Methodology/approach
We draw on longitudinal data and use a panel analysis specification to test our hypotheses.
Findings
We find that unrelated diversification destroys value; pressure-sensitive Anglo-American owners in a firm’s equity reduce unrelated diversification, whereas pressure-resistant domestic owners increase unrelated diversification; the greater the firm’s free cash flow, the greater the negative effect of pressure-sensitive Anglo-American owners on unrelated diversification.

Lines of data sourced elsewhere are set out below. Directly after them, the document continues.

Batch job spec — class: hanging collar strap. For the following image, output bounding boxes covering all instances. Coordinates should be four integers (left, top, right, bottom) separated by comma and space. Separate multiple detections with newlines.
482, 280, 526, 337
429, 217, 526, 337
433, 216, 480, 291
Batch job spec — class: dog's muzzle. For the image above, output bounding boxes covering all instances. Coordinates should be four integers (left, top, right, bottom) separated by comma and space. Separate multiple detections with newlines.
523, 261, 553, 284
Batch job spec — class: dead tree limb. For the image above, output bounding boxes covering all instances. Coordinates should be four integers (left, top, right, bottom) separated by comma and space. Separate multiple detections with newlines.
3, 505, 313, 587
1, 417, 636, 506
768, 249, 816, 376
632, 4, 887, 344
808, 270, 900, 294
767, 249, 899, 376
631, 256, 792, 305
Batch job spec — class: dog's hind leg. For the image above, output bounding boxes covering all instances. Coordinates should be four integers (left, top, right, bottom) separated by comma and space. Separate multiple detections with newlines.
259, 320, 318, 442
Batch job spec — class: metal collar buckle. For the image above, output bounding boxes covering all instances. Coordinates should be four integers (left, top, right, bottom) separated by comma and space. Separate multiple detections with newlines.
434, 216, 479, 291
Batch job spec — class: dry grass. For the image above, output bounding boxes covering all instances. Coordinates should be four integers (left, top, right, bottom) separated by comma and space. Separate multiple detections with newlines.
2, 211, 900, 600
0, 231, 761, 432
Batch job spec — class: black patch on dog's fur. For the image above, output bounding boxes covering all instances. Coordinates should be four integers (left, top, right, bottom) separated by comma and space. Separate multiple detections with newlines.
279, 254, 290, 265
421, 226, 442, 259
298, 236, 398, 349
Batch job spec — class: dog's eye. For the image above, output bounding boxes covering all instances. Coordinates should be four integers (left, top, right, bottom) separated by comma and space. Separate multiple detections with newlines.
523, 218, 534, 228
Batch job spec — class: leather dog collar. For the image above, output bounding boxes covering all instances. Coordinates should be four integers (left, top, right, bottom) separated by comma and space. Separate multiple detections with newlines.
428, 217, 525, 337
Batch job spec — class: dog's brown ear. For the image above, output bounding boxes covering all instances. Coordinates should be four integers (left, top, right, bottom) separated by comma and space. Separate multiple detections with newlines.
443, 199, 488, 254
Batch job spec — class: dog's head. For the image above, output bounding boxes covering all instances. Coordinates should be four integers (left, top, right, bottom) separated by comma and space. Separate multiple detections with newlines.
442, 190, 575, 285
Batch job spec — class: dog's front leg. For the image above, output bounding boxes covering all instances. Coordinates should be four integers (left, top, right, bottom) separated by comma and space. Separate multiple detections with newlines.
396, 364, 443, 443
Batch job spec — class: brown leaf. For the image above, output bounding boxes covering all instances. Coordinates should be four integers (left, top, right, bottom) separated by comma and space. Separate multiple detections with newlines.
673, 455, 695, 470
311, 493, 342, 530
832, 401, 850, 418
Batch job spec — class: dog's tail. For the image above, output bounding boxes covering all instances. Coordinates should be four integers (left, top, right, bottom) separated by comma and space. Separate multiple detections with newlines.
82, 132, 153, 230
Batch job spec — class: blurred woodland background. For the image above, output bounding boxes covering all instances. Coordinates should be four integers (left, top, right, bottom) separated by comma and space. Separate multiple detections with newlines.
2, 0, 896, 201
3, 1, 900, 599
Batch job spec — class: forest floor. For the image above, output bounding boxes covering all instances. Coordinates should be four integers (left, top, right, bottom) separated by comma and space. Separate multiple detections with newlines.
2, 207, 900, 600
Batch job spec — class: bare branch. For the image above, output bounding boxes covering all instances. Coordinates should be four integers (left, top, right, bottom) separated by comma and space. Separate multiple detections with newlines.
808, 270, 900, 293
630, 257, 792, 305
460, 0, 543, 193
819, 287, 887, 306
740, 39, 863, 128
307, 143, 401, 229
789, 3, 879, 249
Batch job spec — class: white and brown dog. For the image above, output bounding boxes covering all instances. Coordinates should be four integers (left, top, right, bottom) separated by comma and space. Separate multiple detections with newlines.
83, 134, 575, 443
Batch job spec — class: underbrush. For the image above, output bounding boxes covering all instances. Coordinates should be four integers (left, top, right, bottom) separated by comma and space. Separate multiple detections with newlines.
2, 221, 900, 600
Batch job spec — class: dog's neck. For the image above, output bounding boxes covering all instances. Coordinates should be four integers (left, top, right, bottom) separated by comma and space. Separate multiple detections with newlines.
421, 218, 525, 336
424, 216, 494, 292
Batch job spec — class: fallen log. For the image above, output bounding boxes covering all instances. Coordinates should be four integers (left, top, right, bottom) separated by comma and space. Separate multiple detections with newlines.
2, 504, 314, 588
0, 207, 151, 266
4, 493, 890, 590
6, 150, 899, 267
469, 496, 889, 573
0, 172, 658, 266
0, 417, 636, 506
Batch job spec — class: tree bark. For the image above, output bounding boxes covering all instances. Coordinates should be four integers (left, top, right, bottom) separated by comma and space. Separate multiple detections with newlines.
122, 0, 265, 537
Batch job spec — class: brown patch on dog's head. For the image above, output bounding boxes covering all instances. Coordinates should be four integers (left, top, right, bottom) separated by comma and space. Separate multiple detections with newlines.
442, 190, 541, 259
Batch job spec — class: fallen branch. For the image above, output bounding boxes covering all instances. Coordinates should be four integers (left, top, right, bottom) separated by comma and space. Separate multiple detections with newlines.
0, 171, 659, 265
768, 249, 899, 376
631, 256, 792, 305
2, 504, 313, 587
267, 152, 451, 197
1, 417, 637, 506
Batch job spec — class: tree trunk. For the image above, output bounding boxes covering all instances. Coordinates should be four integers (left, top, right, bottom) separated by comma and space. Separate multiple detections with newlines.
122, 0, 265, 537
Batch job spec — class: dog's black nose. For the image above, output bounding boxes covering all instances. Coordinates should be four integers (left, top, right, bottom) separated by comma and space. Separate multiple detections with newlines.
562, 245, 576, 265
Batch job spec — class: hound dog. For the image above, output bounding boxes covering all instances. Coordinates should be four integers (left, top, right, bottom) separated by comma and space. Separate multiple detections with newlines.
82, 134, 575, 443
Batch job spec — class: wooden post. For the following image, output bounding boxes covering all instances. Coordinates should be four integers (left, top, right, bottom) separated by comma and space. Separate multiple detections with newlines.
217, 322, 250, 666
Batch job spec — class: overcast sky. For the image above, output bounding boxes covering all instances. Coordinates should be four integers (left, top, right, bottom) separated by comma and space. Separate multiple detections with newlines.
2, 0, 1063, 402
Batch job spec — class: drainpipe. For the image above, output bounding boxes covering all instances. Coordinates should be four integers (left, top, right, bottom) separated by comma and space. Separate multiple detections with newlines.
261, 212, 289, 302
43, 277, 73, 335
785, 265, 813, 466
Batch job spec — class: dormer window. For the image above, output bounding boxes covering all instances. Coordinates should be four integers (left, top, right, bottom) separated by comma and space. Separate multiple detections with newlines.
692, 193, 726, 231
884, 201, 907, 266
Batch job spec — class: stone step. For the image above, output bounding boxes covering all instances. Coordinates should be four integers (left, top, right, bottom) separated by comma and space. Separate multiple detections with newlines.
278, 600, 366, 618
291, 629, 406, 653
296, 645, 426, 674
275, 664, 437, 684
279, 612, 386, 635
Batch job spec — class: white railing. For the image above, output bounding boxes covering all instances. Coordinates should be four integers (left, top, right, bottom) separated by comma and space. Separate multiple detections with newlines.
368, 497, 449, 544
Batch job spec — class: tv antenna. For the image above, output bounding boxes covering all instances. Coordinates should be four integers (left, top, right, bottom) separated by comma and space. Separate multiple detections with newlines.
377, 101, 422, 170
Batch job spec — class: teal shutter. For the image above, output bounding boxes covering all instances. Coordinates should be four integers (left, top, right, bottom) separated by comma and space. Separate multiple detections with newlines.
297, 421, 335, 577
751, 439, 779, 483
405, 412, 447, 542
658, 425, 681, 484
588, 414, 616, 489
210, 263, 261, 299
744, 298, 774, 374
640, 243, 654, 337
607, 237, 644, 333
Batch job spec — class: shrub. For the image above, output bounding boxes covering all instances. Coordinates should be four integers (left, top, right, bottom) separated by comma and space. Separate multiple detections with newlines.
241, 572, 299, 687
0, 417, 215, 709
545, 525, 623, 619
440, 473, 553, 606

Research limitations/implications
We contribute to corporate governance and strategy research by bringing in owners’ institutional origin as a shaper of owner preferences in particular with regards to unrelated diversification. Future research may expand our investigation to more than one home institutional context, and theorize on institutional origin effects beyond the dichotomy between Anglo-American and non-Anglo-American (not oriented toward shareholder value maximization) owners.
Practical implications
Policy makers, financial analysts, owners, and managers may want to reflect about the implications of ownership structure, as well as promoting or joining corporations with particular ownership configurations.
Social implications
A shareholder value-destroying strategy, such as unrelated diversification has adverse consequences for society at large, in terms of opportunity costs, that is, resources could be allocated to value-creating activities instead. Promoting an ownership configuration that creates value should contribute to social welfare.
Originality/value
Owners may not be exclusively driven by shareholder value maximization, but can be influenced by normative beliefs (biases) stemming from the institutional context they originate from.